Blog ·
Shrinking a WebGPU background to 22 KB on the wire
I built a WebGPU animation: a faceted liquid-mirror grid simulated and rendered on the GPU with wgpu, compiled to WebAssembly. It ripples on its own from random impulses in the simulation. It loads on every page and it is not the content, so it cannot be expensive. A background animation that costs 100 KB has no business shipping.
It started at 101,806 bytes. I got it to 56,459 bytes, which Cloudflare serves as about 22 KB of Brotli over the wire. Here is everything that moved the number, including the things that didn't, because the dead ends are half the lesson.
The starting point
The crate was already built the way every guide tells you to build a release WASM:
[profile.release]
opt-level = "z" # optimise for size, not speed
lto = true # fat LTO: inline and prune across crates
codegen-units = 1 # no parallelism, better cross-function optimisation
panic = "abort" # no unwinding tables
strip = true # drop symbolsThen wasm-bindgen to generate the JS glue, then wasm-opt -Oz from Binaryen for another pass. That is the standard recipe, and it got me to 99.4 KB. Every further gain came from going past the standard recipe.
Rebuild the standard library: 30 KB gone
The biggest single lever is one most projects never pull, because it needs nightly: recompile std, core, and alloc from source, optimised for size, so your profile settings reach the standard library instead of stopping at your own crate. The prebuilt std that ships with the toolchain is compiled for speed and includes machinery you will never call.

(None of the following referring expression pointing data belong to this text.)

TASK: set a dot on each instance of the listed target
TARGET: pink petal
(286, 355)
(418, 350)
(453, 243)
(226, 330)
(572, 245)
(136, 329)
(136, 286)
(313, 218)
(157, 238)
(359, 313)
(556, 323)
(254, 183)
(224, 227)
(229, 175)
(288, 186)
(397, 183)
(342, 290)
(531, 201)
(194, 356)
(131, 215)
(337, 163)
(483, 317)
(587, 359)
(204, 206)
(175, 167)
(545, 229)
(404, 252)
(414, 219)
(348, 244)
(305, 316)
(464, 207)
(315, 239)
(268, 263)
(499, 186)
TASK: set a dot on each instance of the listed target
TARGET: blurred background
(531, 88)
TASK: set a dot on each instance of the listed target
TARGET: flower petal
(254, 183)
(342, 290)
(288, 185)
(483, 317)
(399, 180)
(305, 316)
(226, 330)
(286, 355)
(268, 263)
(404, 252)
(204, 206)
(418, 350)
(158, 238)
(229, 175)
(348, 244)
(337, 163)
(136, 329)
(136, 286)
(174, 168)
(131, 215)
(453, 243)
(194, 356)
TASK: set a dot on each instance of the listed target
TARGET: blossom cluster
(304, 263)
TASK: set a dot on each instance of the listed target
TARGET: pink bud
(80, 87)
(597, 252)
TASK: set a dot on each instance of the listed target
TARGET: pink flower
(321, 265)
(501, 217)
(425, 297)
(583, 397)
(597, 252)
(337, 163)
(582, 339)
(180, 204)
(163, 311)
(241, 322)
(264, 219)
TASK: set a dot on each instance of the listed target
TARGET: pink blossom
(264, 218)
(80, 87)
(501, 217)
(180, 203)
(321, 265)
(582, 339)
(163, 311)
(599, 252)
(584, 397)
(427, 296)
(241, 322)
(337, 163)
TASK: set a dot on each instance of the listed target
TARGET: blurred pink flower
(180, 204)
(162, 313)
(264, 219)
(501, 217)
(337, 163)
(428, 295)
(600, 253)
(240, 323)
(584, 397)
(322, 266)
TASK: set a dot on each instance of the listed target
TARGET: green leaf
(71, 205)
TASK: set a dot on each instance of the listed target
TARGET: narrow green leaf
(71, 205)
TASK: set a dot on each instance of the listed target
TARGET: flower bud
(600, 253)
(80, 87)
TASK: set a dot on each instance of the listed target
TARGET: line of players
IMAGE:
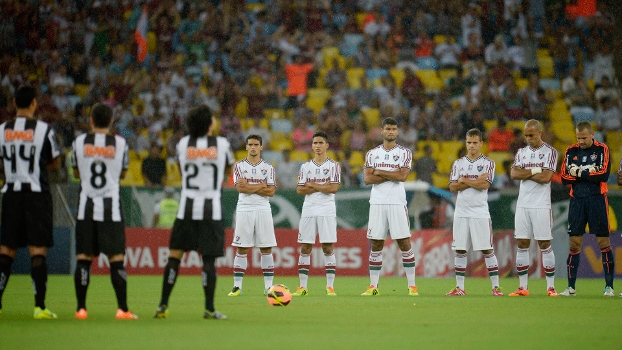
(100, 160)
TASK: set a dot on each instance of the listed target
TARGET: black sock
(5, 272)
(574, 258)
(81, 279)
(170, 276)
(118, 277)
(608, 265)
(209, 281)
(39, 274)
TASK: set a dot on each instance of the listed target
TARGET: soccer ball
(279, 295)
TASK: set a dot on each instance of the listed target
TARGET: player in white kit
(386, 168)
(318, 181)
(534, 165)
(471, 177)
(255, 181)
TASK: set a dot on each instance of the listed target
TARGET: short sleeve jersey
(472, 203)
(254, 174)
(532, 194)
(100, 158)
(388, 192)
(318, 203)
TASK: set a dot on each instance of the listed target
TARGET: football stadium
(340, 174)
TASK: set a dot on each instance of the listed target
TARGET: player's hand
(574, 170)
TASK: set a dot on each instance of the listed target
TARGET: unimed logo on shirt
(18, 135)
(96, 151)
(208, 153)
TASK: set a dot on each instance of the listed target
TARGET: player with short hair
(28, 149)
(203, 160)
(318, 181)
(471, 177)
(534, 165)
(386, 168)
(586, 168)
(255, 181)
(100, 161)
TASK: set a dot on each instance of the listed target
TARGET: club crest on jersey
(208, 153)
(19, 135)
(96, 151)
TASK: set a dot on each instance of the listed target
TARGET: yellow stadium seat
(499, 158)
(398, 76)
(371, 117)
(299, 156)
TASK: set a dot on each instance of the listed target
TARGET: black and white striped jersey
(202, 162)
(27, 146)
(100, 158)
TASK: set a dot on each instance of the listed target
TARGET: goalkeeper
(586, 169)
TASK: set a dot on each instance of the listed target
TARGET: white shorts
(472, 231)
(254, 229)
(323, 226)
(388, 218)
(533, 223)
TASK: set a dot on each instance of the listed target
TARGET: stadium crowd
(282, 69)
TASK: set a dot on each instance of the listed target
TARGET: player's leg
(327, 231)
(307, 229)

On current nightly the recipe has three parts. A .cargo/config.toml:
[unstable]
build-std = ["std", "panic_abort"]
build-std-features = ["optimize_for_size"]A pinned toolchain, because you are now compiling the standard library and a drifting nightly can change the output or fail outright:
# rust-toolchain.toml
[toolchain]
channel = "nightly-2026-06-05"
components = ["rust-src"]
targets = ["wasm32-unknown-unknown"]And the panic strategy that actually deletes the panic-formatting code. This used to be a build-std feature called panic_immediate_abort; it is now a real strategy you set in the profile, gated by a cargo feature:
cargo-features = ["panic-immediate-abort", "trim-paths"]
[profile.release]
panic = "immediate-abort"
trim-paths = "all"immediate-abort turns every panic into a bare trap, with no message and no location string. This step alone took the module from 99.4 KB to 71.6 KB.
Measure, don't guess: the float formatter
At this point I stopped guessing and looked. The tool here is twiggy, which reads the WASM and tells you which functions own which bytes.

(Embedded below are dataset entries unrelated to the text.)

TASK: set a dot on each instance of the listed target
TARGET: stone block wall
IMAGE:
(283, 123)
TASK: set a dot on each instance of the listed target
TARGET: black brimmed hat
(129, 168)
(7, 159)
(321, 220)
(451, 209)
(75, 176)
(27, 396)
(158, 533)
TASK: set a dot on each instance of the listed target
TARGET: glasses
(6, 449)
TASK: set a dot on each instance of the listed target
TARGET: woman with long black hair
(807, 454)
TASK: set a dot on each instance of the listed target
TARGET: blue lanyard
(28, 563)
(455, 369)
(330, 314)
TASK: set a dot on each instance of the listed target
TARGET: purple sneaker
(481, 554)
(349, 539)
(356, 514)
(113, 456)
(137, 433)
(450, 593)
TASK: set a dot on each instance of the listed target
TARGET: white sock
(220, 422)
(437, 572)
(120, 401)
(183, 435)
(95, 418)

The profile turned up something I did not expect near the top of the list: core::fmt::float::float_to_decimal_common_shortest and a friend called bignum::Big32x40. That is the full f64-to-string algorithm: Grisu, with a bignum fallback for the hard cases. Several kilobytes of it. Why was a background shader linking the float printer?
Two lines:
let _ = style.set_property("width", &format!("{}px", backing_w as f64 / dpr));
let _ = style.set_property("height", &format!("{}px", backing_h as f64 / dpr));Setting the canvas CSS size. format!("{}px", some_f64) drags in the entire f64 Display implementation. I needed sub-pixel precision there (the backing store has to map cleanly to device pixels or the facet seams drift), so I couldn't just round to an integer. But I could format it as fixed-point with integer math and never touch the float printer:
fn css_px(backing: u32, dpr: f64) -> String {
let scaled = (backing as f64 / dpr * 1e4).round() as u64;
let frac = (scaled % 10_000) as u32;
let mut s = String::with_capacity(16);
push_uint(&mut s, scaled / 10_000); // integer part, hand-rolled
s.push('.');
for div in [1000, 100, 10, 1] { // four decimals, zero-padded
s.push((b'0' + (frac / div % 10) as u8) as char);
}
s.push_str("px");
s
}That removed about 8 KB, more than the float code itself, because once nothing reached the float path a chunk of supporting fmt plumbing went with it. Down to 63.5 KB. The lesson generalises: in a size-constrained WASM, string formatting is the most expensive thing you will reach for without noticing. The rustwasm book says it outright: keep formatting in debug builds, ship static strings in release. I applied the same idea to the one other formatting site, the error path, which only ever feeds a developer console:
fn err<E: std::fmt::Display>(e: E) -> JsValue {
#[cfg(debug_assertions)]
return JsValue::from_str(&e.to_string());
#[cfg(not(debug_assertions))]
{ let _ = e; JsValue::from_str("wgpu init failed") }
}The allocator: 5 KB gone
Rust's default WASM allocator is dlmalloc, and it costs somewhere around 4 to 5 KB. You only need a good allocator if you allocate on a hot path, and I don't: the GPU resources are a handful of long-lived boxes set up once. So I swapped in lol_alloc, a minimal allocator built for exactly this:
#[global_allocator]
static ALLOC: lol_alloc::AssumeSingleThreaded<lol_alloc::FreeListAllocator> =
unsafe { lol_alloc::AssumeSingleThreaded::new(lol_alloc::FreeListAllocator::new()) };AssumeSingleThreaded is sound here because wasm32-unknown-unknown has no threads, so there is only the one event loop touching the heap. That bought another 4.9 KB.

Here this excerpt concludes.